When defense programs are delayed, protests themselves are not the reason, the study said. The impact a protest could have on a program’s schedule mostly occurs outside the 100-day period. Agency actions to address the complaint can delay contract awards for weeks or months. The Navy’s next generation jammer development contract, for instance, was delayed by six months when GAO sustained a protest and recommended the Navy reevaluate proposals.
Even though most protesters lose in GAO rulings, contractors frequently benefit from filing a complaint as contracting agencies may voluntarily act to correct the allegation charged in the protest.
The increasing willingness of agencies to voluntarily take corrective action is one of the most significant trends in bid protests, the study said. Actions include rewriting contract requirements or amend request for proposals. In cases when they believe the procurement was done properly, some agencies still agree to meet with the protesting party to clarify why it lost.
Greater efforts to negotiate disputes have increased the so-called “effectiveness rate” of bid protests. That is the percentage of protesters that obtain relief either through a protest being sustained or voluntary action taken by an agency. From 2001 to 2014, the effectiveness rate of GAO protests grew from 33 to 43 percent. It has averaged 42 percent over that past five years. The relatively large share of protests that are resolved via settlement is a significant trend, the study said.
One possible explanation for the higher effectiveness rate is the unpredictable nature of GAO opinions. Agencies tend to voluntarily take corrective actions rather than wait for GAO to sustain a protest.
Another way to read this, CRS noted, is that corrective action reflects agency risk aversion and fear of losing a protest. In this context, the high likelihood of protests being resolved through voluntary actions encourages companies to file protests. Under this line of thinking, if agencies allowed more cases to be decided on the merits, companies might be less inclined to file protests.
The ups and down of government spending also influence the rate of protests as contractors are more motivated to challenge awards when they see fewer opportunities. When federal spending was on an upswing from 2001 to 2008 — spending grew 100 percent — protests increased by 35 percent. The trend reversed from 2008 to 2014 when government spending dropped by 25 percent and protests increased by 45 percent.

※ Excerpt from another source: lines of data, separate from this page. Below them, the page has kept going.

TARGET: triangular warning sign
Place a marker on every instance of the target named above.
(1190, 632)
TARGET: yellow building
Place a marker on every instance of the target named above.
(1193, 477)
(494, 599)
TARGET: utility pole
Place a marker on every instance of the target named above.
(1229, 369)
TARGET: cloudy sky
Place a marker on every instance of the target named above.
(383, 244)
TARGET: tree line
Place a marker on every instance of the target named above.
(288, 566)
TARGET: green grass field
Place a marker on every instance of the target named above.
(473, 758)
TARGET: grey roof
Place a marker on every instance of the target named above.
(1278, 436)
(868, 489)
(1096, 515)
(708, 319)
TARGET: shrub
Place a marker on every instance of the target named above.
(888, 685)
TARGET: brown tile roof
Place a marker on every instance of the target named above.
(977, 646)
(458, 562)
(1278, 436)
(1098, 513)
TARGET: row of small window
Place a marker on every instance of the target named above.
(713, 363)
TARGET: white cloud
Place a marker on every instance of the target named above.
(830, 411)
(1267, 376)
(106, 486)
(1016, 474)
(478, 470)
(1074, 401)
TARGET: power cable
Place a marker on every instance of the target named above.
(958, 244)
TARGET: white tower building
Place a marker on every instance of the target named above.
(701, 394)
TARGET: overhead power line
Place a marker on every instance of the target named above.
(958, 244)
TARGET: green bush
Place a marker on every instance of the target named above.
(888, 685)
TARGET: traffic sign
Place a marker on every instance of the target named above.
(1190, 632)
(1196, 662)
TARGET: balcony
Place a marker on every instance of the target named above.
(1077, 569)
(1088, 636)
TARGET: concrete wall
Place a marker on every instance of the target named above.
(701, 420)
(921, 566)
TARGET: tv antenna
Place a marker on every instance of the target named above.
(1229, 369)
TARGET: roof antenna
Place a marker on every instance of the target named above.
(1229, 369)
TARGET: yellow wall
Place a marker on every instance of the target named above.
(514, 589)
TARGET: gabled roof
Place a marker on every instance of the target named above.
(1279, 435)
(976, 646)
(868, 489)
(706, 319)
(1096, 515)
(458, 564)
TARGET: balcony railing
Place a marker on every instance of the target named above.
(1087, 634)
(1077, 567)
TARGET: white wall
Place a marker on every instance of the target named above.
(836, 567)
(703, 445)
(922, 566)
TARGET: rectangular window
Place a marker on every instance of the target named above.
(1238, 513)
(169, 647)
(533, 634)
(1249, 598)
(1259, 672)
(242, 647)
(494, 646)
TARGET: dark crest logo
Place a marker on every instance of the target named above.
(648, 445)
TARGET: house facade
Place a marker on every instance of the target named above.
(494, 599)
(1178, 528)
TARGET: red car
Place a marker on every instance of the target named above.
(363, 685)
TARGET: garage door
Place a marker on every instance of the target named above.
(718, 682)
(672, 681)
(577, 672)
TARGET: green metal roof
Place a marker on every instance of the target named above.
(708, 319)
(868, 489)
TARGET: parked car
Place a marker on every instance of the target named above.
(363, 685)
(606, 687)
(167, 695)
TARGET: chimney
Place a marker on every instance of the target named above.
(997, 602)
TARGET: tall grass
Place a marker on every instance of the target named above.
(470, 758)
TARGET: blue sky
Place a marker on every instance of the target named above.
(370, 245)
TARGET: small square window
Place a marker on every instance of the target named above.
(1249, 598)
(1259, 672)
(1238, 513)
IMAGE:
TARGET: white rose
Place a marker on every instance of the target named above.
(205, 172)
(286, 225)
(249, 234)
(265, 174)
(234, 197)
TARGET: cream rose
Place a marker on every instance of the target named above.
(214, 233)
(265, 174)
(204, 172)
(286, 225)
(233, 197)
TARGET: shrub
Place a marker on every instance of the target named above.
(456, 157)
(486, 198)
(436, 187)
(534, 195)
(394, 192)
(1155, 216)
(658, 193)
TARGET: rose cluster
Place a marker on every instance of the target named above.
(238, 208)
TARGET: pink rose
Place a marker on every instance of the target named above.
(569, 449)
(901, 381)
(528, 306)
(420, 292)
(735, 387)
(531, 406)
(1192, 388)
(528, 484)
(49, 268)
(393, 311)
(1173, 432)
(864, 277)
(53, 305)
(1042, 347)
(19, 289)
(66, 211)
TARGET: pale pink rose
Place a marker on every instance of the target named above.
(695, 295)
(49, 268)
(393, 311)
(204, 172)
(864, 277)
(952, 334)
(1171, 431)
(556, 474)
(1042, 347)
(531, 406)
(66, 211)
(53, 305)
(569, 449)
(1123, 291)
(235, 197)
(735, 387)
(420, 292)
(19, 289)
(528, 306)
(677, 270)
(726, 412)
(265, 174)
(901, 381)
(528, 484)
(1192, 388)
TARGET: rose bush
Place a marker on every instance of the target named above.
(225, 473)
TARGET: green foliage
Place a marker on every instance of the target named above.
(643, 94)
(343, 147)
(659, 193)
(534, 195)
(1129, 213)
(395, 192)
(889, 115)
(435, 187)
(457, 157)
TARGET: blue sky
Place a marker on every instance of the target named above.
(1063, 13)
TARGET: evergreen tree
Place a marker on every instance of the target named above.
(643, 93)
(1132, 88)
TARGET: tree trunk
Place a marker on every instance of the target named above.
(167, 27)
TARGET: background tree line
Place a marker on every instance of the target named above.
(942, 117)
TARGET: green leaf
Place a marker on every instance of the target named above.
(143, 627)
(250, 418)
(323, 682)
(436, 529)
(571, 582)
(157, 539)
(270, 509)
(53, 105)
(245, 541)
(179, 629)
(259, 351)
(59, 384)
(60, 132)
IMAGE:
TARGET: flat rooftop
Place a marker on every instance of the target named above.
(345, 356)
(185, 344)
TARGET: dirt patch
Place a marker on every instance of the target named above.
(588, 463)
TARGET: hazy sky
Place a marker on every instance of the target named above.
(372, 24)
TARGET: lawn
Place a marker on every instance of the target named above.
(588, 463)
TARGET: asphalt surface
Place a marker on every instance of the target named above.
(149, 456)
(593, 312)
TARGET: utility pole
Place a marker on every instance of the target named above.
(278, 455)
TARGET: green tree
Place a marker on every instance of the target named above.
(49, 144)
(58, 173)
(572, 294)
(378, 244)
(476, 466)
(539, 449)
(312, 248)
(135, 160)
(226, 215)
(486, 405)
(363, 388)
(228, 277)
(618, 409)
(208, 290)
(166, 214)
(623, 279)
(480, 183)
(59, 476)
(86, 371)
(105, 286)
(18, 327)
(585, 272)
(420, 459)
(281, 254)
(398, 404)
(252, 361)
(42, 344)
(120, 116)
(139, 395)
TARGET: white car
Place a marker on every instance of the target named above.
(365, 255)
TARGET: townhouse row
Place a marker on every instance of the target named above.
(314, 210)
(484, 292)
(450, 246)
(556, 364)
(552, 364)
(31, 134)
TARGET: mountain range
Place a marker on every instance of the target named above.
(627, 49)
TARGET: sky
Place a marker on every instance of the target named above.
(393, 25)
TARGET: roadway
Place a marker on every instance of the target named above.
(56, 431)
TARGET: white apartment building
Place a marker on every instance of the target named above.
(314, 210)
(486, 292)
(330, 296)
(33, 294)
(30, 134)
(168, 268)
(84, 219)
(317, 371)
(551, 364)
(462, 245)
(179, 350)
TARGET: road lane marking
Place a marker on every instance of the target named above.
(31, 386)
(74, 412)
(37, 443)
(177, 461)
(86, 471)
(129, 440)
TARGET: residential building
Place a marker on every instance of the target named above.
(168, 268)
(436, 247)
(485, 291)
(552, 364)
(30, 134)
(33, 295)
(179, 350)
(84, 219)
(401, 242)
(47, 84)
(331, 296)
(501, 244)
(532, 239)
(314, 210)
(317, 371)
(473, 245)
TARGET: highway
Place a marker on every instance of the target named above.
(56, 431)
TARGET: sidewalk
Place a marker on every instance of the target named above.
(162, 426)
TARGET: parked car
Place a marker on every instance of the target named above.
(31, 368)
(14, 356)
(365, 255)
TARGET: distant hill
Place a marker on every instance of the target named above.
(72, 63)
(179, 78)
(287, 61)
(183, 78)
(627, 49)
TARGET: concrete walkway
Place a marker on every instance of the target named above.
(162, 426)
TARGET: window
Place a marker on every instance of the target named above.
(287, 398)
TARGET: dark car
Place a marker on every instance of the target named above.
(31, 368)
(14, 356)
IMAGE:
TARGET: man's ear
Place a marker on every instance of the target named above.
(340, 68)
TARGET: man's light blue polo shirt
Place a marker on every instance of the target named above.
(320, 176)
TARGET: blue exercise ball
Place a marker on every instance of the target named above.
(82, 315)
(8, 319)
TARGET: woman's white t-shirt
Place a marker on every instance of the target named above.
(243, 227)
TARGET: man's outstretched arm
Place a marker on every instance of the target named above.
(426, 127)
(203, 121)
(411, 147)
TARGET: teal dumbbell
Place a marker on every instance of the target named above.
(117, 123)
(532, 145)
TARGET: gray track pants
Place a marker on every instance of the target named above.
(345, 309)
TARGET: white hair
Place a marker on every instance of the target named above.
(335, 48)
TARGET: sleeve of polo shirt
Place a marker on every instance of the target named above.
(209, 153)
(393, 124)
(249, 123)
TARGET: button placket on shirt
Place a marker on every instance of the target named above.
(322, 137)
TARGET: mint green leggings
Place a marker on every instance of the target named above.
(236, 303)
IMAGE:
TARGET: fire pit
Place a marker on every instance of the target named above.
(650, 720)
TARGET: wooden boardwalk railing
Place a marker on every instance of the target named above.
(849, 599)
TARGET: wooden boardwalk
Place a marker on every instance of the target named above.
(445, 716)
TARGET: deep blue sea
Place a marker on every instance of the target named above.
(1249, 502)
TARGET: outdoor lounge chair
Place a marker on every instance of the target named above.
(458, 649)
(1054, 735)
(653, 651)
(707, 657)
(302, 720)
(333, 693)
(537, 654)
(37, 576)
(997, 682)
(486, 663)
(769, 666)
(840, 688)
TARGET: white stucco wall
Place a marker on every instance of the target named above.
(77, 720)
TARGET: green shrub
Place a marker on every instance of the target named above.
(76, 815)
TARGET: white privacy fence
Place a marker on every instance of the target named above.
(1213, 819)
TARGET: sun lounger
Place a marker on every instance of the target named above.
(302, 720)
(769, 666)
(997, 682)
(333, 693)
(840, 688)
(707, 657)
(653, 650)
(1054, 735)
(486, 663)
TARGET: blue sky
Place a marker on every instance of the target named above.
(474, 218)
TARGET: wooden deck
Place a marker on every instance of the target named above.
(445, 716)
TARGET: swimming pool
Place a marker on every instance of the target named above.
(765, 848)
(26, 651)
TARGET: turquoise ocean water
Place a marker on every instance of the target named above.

CRS noted that the data that GAO provides to Congress over-represents the number of procurements protested. When more than one protest is filed in connection to a single procurement, each protest is counted separately. In 2014, GAO processed 2,269 filings but only 2,135 procurements were protested.
The study also delved into the psychological warfare between agencies and contractors.
Federal procurement officials’ aversion to protests drives behavior that may or may not benefit contractors. The prospect of companies filing a protest influences agency behavior in ways that affect contractors sometimes positively but also negatively.
The threat of protests may motivate agency officials to do more rigorous market research, hold a competition instead of awarding a sole-source contract, or conduct more thorough and fair competitions. But fear of protests also could prompt officials to structure contracts in ways that are less likely to be protested, such as using “lowest price technically acceptable” as award criteria, instead of a best-value competition when best value may be more appropriate.